Pasturage of the land 'called Rotton Parke' was let in 1529 to Thos. Gilbert for 100 shillings per annum. However, he served as keeper for the manorial 1ord, being paid 28s.6d, for this work. Three years earlier John Prattie had taken a 40-year lease for 40 shillings p.a. of the rights of grazing, collecting 'windfall wood', and all other profits of the Park except the 'great timber', which was expressly reserved to the lord. A space left in the document for the number of acres in the Park was unfortunately never filled by the clerk to the surveyors : if the bounds were as suggested above, the Park actually covered about 900 acres, of which 250 were in Edgbaston. The survey here refers to a ''great pond' (Roach Pool) which was overgrown with weed and reed, containing few fish : the 'logge' was 'sore decayed' and evidently the keeper no longer lived in it. The common, where free tenants grazed stock without hindrance or payment, was said to be 'about a mile in circuit'. If this term had the modern meaning of a perimeter, it would mean that the common was no more than 40 acres in area : since the common was Birmingham Heath, which we know to have been much larger two centuries later, we may assume that the surveyor was describing a roughly square piece with sides of a mile - which were the dimensions of the Heath at enclosure in 1800.

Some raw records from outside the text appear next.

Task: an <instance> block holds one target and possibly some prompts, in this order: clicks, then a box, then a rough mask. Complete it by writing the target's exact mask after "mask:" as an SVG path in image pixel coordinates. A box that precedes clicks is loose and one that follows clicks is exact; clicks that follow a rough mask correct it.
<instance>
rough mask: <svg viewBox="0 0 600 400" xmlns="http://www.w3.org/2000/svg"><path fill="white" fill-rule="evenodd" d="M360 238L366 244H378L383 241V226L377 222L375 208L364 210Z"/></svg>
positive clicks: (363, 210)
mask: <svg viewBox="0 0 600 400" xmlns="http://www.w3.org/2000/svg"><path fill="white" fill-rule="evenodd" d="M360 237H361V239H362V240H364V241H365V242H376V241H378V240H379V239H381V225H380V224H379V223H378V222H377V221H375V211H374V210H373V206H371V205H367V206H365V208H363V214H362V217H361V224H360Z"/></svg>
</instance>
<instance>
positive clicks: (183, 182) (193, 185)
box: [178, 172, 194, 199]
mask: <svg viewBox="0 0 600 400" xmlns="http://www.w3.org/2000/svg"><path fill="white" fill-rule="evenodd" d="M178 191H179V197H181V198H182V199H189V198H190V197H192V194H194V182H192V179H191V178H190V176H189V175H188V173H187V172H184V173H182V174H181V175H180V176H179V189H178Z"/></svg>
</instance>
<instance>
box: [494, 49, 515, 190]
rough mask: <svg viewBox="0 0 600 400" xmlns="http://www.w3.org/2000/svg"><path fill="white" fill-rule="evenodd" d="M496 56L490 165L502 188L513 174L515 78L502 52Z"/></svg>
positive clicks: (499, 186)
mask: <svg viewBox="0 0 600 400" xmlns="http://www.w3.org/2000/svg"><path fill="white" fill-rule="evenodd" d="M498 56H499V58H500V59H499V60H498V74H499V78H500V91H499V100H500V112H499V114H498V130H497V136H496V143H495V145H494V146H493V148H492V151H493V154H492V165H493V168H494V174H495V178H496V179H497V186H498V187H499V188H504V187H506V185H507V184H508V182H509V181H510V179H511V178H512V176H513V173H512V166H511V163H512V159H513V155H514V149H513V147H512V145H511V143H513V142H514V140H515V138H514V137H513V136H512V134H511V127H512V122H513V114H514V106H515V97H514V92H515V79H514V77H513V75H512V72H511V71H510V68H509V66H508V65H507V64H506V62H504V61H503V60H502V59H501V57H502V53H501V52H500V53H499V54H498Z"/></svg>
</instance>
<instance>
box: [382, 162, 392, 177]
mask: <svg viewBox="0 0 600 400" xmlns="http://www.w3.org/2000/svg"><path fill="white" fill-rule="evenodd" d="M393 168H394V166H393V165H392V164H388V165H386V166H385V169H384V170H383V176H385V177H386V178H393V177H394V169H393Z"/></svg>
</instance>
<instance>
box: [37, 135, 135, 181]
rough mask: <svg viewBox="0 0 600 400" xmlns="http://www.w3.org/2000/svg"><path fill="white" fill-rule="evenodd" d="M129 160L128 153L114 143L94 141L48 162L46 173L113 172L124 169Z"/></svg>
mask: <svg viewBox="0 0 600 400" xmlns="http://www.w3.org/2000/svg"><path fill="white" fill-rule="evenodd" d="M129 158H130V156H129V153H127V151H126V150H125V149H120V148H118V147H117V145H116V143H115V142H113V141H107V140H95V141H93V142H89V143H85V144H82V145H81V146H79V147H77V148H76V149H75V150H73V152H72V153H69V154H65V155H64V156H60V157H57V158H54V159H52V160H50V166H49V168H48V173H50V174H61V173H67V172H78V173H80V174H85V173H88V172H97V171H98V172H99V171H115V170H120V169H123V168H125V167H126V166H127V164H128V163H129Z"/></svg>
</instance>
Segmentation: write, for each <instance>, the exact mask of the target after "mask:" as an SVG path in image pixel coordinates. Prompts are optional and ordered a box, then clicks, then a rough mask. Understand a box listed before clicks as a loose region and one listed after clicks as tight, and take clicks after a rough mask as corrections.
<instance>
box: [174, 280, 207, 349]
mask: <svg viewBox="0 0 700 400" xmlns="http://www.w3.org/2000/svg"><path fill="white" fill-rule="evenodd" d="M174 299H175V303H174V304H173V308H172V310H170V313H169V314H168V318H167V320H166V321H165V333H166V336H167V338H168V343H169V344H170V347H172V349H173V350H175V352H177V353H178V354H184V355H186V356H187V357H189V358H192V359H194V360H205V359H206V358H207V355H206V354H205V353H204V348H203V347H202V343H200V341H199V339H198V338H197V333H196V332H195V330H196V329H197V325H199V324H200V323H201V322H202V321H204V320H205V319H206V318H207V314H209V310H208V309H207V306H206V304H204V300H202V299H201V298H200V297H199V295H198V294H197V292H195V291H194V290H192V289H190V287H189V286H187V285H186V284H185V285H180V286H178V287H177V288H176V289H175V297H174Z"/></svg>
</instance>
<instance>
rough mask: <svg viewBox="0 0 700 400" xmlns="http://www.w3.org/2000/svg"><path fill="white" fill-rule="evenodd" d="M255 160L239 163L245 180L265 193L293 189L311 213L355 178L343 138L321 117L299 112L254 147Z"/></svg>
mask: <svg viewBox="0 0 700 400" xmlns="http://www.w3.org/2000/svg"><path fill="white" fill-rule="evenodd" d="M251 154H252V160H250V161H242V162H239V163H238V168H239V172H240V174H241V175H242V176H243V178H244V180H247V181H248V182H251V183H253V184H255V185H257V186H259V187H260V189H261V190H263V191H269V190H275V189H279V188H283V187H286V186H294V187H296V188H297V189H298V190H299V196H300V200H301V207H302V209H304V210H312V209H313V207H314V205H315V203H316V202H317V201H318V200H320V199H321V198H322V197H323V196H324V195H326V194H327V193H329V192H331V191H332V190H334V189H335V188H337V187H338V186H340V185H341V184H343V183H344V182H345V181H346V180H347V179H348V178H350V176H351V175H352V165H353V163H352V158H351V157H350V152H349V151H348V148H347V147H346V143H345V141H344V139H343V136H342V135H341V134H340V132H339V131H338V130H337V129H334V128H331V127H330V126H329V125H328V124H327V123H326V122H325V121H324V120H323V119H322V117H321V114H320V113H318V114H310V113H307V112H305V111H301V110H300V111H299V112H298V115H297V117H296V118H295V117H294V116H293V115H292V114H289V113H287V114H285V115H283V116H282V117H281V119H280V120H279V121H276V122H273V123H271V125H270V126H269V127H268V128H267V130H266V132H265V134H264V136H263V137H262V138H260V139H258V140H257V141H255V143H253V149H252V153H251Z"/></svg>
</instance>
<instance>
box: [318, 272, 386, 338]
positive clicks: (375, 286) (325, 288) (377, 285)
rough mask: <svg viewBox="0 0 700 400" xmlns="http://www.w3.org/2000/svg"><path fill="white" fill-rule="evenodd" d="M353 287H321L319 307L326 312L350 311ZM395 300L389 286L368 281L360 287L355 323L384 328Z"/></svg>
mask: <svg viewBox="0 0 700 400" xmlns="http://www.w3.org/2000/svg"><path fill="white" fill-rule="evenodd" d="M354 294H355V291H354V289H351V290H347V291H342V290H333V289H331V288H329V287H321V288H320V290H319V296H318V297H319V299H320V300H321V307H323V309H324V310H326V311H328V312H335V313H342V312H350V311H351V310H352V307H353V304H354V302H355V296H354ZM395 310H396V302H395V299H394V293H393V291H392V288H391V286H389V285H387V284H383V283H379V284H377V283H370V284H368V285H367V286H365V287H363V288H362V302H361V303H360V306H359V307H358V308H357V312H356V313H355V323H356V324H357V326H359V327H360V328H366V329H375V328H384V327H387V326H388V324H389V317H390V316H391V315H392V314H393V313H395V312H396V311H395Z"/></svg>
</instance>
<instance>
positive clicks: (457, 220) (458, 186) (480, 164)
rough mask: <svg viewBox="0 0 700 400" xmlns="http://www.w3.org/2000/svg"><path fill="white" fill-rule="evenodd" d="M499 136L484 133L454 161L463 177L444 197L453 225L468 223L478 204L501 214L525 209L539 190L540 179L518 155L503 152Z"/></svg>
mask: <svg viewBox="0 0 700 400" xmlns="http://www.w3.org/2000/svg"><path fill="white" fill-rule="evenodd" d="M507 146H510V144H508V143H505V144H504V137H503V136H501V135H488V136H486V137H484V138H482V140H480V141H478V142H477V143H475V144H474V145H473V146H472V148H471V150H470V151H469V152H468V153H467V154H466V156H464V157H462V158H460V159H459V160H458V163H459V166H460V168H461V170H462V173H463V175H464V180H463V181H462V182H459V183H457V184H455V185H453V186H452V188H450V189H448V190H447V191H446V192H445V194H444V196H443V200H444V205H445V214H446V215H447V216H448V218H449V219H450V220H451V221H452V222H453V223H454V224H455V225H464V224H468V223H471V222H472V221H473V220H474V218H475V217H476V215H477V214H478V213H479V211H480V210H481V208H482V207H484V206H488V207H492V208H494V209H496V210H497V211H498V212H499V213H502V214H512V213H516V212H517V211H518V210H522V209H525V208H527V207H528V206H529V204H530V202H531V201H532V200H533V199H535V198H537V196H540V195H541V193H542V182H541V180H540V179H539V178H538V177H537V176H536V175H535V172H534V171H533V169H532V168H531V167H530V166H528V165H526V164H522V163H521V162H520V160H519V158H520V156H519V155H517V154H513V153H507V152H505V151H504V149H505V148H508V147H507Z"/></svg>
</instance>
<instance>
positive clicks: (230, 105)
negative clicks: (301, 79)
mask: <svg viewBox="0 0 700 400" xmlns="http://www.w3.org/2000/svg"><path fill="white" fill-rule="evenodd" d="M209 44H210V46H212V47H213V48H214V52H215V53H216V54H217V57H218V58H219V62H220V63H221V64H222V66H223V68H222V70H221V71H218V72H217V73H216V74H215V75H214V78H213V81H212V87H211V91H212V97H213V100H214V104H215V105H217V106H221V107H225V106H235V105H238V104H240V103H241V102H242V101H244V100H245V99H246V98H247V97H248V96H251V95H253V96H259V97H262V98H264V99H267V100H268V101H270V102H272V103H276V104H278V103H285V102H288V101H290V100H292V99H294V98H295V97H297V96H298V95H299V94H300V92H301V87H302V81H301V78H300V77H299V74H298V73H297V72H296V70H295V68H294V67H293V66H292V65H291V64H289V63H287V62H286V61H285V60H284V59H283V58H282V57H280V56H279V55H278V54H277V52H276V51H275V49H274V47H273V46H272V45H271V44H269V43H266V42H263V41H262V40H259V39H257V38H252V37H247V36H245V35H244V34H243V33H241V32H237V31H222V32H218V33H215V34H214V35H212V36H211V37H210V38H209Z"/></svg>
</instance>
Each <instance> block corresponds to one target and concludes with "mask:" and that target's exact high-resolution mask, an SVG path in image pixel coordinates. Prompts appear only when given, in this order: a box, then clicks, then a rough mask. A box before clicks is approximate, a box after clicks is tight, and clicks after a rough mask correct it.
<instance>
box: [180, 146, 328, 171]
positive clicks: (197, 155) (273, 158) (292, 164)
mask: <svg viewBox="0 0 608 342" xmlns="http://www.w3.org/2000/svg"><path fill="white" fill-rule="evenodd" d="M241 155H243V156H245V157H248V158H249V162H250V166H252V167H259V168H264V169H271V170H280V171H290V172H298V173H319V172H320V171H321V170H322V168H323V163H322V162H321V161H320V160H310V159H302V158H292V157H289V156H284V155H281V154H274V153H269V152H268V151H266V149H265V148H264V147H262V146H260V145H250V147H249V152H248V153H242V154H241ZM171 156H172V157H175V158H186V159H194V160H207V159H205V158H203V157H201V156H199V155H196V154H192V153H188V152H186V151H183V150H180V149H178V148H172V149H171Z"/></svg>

The last Keeper of the Park was Thos. Hancocks. Centuries of browsing by game and stock, and tree-felling by the lord's men, had created grassy parkland, so that the planting of quickset hedges would soon convert the ancient hunting -ground into a hundred-plus pastoral pieces. Rotton Park and Beaks Farms post-date enclosure : the Lodge was rebuilt. Despite its name, Birmingham Heath Farm, of unknown date, lay in the Park, near the north end of City Road, and there may have been a farm on the site of Summerfield House. There is no information about farms in the east of the former Park.

When John Leland described Birmingham in passing (1536), he referred to the 'iron and sea-cole out of Staffordshire' which supplied the town's forges. The long trains of starved and beaten pack-horses which roused Hutton's anger 250 years later were already picking their way across the Heath in ever-increasing numbers. In 1555 and 1597 were passed the Acts which gave to Civil Parishes or Vestries responsibility for poor relief and highways : Birmingham and Edgbaston had their select Vestrymen thenceforth, chosen from among the chief tenants, who served as unpaid Overseers and levied rates. The civil and ecclesiastical parishes were co-extensive, so that the Birmingham part of our district was still ad-ministered by the Vestry of St. Martin's, and the Edgbaston part by St. Bart's Vestry, until 1852 (Highways) and 1931 (Poor Relief).